After his offer was rejected, Van Hoogstraten wrote to Hwange’s secretary, Thembelani Ncube, on April 1 seeking an urgent shareholders’ meeting to place the company under judicial management and for the appointment of a judicial manager.
Govt not in support of liquidation
But the government is not in support of liquidation and is equally wary of a takeover of the company by Van Hoogstraten, who ironically gave the government part of the stake it holds in Hwange. The other part of government’s stake was donated by Anglo American.
Ncube was said to be out of the country when the M&G contacted his office but an official said the AGM was likely to be held in June.
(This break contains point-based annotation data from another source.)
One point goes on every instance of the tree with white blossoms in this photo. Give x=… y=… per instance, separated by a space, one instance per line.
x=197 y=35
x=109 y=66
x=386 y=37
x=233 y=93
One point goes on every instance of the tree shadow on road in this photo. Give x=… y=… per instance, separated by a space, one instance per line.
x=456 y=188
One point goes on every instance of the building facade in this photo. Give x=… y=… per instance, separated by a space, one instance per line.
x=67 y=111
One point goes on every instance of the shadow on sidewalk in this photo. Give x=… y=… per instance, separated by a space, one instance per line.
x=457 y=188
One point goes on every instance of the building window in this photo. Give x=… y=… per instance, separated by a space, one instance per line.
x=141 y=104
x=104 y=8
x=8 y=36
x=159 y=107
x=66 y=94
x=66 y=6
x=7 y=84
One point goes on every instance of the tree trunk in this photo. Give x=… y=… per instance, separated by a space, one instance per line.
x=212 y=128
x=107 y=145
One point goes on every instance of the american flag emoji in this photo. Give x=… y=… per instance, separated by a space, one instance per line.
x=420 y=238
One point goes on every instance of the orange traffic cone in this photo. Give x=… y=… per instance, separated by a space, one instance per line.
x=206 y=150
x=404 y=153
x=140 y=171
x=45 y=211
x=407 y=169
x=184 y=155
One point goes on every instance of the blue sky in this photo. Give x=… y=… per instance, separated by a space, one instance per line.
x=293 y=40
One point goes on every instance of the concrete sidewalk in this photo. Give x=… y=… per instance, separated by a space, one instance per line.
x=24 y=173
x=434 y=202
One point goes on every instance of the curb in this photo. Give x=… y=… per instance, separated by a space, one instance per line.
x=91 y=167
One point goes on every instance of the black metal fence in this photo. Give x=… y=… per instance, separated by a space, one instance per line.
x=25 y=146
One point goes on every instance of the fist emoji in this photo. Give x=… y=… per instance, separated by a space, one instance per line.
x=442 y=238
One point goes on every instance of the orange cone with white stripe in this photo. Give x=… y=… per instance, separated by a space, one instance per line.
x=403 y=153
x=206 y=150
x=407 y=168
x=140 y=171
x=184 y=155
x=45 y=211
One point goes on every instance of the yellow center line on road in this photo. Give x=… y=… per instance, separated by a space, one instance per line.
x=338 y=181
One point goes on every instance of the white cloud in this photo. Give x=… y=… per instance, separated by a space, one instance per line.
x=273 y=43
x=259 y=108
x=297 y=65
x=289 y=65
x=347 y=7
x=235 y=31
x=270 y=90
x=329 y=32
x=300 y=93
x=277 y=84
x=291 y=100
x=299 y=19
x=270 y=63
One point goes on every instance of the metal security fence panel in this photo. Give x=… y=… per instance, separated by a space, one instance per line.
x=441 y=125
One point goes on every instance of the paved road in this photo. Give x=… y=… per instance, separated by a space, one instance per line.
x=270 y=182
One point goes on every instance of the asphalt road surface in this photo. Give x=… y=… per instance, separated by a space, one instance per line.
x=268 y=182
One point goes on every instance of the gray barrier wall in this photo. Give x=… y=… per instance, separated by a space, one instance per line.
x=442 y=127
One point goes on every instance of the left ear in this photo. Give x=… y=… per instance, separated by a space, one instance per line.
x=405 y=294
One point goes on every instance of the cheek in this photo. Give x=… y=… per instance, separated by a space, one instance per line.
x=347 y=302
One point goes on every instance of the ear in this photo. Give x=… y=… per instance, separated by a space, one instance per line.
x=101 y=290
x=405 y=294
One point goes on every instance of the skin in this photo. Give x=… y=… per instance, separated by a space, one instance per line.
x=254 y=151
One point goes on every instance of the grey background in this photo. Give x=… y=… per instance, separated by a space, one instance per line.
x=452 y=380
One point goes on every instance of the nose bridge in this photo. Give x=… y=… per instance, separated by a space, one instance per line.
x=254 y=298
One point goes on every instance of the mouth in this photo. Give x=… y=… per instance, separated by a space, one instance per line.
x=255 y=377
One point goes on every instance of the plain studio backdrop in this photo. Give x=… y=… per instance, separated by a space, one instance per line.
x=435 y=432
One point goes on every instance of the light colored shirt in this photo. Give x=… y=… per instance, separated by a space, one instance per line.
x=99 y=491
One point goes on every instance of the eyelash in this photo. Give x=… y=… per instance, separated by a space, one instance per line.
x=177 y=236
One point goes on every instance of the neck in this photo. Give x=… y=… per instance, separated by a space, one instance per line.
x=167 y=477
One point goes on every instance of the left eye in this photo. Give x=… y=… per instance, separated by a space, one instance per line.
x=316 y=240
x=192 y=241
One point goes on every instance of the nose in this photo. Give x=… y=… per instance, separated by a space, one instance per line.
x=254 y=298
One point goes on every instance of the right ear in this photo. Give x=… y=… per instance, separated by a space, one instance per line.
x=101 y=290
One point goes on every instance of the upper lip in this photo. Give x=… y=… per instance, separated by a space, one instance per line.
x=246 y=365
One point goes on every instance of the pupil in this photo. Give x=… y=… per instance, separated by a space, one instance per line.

“I don’t have the dates but it’s slated for June, probably end of June,” the official said.
Chidhakwa could not be reached for comment.
Mutamangira said: “Hwange will be shortly convening its AGM and the board and management will be seeking support from shareholders on the turnaround plan, in the sincere hope that the fortunes of the company will begin to significantly change.”
An advisory note put out by the Hwange board said they had declined Van Hoogstraten’s offer because of Wilbough’s insistence of taking management control through a special purpose vehicle, and because of Wilbough’s adjustment of its offer “to irredeemable convertible loan stock”.
“It is, therefore, no longer an offer of debt capital but [of] equity capital,” the note stated.
In his letter to shareholders, which he admitted was “my first letter to shareholders since my assumption of the chair on 3 August 2011”, Mutamangira said Hwange “was unable to progress this offer further” after consultations with major shareholders and a failure to break the deadlock over the issue of management control and regarding the costs of the funds.
He also said another problem was that Van Hoogstraten’s $50-million came with a 10% interest charge, plus 3% of turnover and 17% of profit a year over five years.
Under the proposal, Wilbough’s special purpose vehicle would have had reported directly to the Hwange board, and a co-ordinating committee comprising three of Wilbough’s representatives and two Hwange directors would have been established.
Van Hoogstraten had insisted that the government would keep its 37% share and debts owed to the state and the NSSA would be converted into five-year preference shares.
Sources said Mutamangira is working on a way to placate the government and to isolate Van Hoogstraten. In his turnaround plan, Mutamangira wants to restructure the balance sheet by converting some debt into equity, a move likely to shore up the government’s and the NSSA’s share in Hwange.
Hwange has a total debt of $170-million, of which over $50-million is owed to the government and the NSSA. Several new players, Makomo Resources, Coal Brick and Chilota, have posed a challenge to Hwange, which Mutamangira admitted had put Hwange “under increased competition”.